Gérald Mendes, a grandson of Mr. Sousa Mendes who attended the June 9 parliamentary vote in Lisbon, said by phone that the recognition was “an important moment for his memory and for Portugal.”

“I hope this will not close fully the chapter of his history, because we should always remember and draw lessons from what happened 80 years ago, especially when we are confronted with terrible situations like those of the refugees today,” he added.

So far, 3,907 of the recipients of the visas issued by Mr. Sousa Mendes have been identified publicly. About half were Jews. In 2013, some of their descendants undertook an emotional pilgrimage to the small town in central Portugal where Mr. Sousa Mendes was born and is buried in a family crypt, and participants held a remembrance ceremony at the site.

Mr. Sousa Mendes started ignoring Lisbon’s orders before Germany’s invasion of France. Many of his visas, however, were issued in the frantic month of June 1940, when the Germans were tightening their grip on the country.

Mr. Sousa Mendes signed the visas himself, working late into the night, which eventually prompted a complaint about how the consulate was operating. The Portuguese government, which had been looking into his activities, then scrambled to bring home their rebel consul from Bordeaux.

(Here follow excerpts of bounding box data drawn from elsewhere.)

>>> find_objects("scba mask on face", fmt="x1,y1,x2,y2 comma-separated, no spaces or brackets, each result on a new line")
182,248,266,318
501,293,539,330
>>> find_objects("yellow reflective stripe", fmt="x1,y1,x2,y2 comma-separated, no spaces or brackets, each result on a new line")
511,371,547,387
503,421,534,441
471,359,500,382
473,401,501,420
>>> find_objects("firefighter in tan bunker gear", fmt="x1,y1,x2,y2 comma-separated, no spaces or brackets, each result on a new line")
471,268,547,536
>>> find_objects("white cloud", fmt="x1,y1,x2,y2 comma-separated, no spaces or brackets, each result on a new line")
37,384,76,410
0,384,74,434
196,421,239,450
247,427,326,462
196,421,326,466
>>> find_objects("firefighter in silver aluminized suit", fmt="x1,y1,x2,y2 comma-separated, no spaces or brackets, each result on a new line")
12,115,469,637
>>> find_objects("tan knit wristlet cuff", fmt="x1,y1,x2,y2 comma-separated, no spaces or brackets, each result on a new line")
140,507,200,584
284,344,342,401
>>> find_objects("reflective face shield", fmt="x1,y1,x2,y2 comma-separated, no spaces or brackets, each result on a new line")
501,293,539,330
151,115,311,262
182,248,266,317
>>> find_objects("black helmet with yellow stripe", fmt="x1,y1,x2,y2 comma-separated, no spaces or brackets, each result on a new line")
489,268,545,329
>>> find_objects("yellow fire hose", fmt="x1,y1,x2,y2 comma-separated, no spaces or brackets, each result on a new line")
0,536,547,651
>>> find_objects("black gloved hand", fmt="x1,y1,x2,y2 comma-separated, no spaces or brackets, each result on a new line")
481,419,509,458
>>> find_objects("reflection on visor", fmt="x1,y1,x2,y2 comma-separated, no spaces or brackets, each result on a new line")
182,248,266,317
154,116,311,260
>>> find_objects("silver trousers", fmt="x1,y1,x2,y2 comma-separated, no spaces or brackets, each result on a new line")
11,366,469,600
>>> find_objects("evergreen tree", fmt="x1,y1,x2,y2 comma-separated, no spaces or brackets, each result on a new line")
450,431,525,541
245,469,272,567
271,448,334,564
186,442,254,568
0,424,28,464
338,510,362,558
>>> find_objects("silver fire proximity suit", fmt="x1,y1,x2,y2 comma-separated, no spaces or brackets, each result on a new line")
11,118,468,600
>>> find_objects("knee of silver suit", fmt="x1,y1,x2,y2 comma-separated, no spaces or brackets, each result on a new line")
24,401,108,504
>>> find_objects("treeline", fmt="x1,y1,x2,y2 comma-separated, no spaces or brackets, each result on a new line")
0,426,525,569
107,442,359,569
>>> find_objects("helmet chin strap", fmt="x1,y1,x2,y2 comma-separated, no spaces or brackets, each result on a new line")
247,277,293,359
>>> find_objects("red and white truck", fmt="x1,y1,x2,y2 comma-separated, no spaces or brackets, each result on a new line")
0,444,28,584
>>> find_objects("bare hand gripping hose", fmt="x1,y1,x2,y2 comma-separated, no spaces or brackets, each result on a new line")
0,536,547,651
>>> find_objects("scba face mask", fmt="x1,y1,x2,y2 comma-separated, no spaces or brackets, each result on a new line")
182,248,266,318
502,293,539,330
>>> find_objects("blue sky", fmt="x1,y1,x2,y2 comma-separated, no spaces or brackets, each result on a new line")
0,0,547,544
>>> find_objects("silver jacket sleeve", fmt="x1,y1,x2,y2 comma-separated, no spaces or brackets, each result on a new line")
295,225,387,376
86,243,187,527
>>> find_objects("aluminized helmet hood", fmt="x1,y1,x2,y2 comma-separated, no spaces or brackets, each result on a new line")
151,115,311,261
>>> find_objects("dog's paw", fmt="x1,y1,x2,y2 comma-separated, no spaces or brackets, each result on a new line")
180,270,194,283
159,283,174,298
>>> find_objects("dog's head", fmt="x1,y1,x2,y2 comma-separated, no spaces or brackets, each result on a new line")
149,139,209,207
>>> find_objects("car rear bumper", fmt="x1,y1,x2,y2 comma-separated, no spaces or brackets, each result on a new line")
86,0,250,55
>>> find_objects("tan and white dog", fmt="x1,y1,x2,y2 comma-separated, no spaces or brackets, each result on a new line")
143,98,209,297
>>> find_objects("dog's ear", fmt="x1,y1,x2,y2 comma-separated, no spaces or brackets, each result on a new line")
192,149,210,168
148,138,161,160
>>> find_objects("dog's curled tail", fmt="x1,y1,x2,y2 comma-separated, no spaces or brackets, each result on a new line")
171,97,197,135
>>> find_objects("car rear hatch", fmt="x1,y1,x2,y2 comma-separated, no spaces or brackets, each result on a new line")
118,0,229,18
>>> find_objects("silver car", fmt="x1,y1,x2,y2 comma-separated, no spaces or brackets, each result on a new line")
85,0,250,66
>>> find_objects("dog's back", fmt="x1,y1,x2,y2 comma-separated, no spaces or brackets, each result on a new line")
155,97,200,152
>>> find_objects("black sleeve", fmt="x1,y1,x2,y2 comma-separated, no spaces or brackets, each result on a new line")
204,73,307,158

Mr. Sousa Mendes returned to Lisbon in early July, after the Portuguese instructed the Spanish border police to turn back holders of the visas he issued. During the disciplinary proceedings that were then opened against him in Lisbon, Mr. Sousa Mendes responded that “my aim was first and foremost humanitarian.”

Last week’s unanimous vote in Parliament stemmed from an initiative by an independent lawmaker, Joacine Katar Moreira, who was born in Guinea-Bissau, one of Portugal’s former African colonies.

She called Mr. Sousa Mendes “a heroic figure” who “prioritized ethical awareness over the dictates of the law of a Fascist state.”

Mr. Mendes, the diplomat’s grandson, said he was happy that the vote in Parliament was started by “an independent lawmaker and not by one of the big traditional parties, and even more so by this particular lady now that there is so much debate over racism in the world.”

Mr. Mendes lives in France but travels regularly to Portugal, which he described as “a country that makes me now proud because of its tolerance, even if it has not been completely immune recently to the resurgence of the far right in Europe.”

No date has been scheduled yet for the inauguration of the cenotaph, Mr. Mendes said. The family had decided that Mr. Sousa Mendes’s remains should remain in the family crypt, next to his wife and “in the village that he really loved.” The next goal, Mr. Mendes said, was to open a museum in his grandfather’s hometown, hopefully in 2021.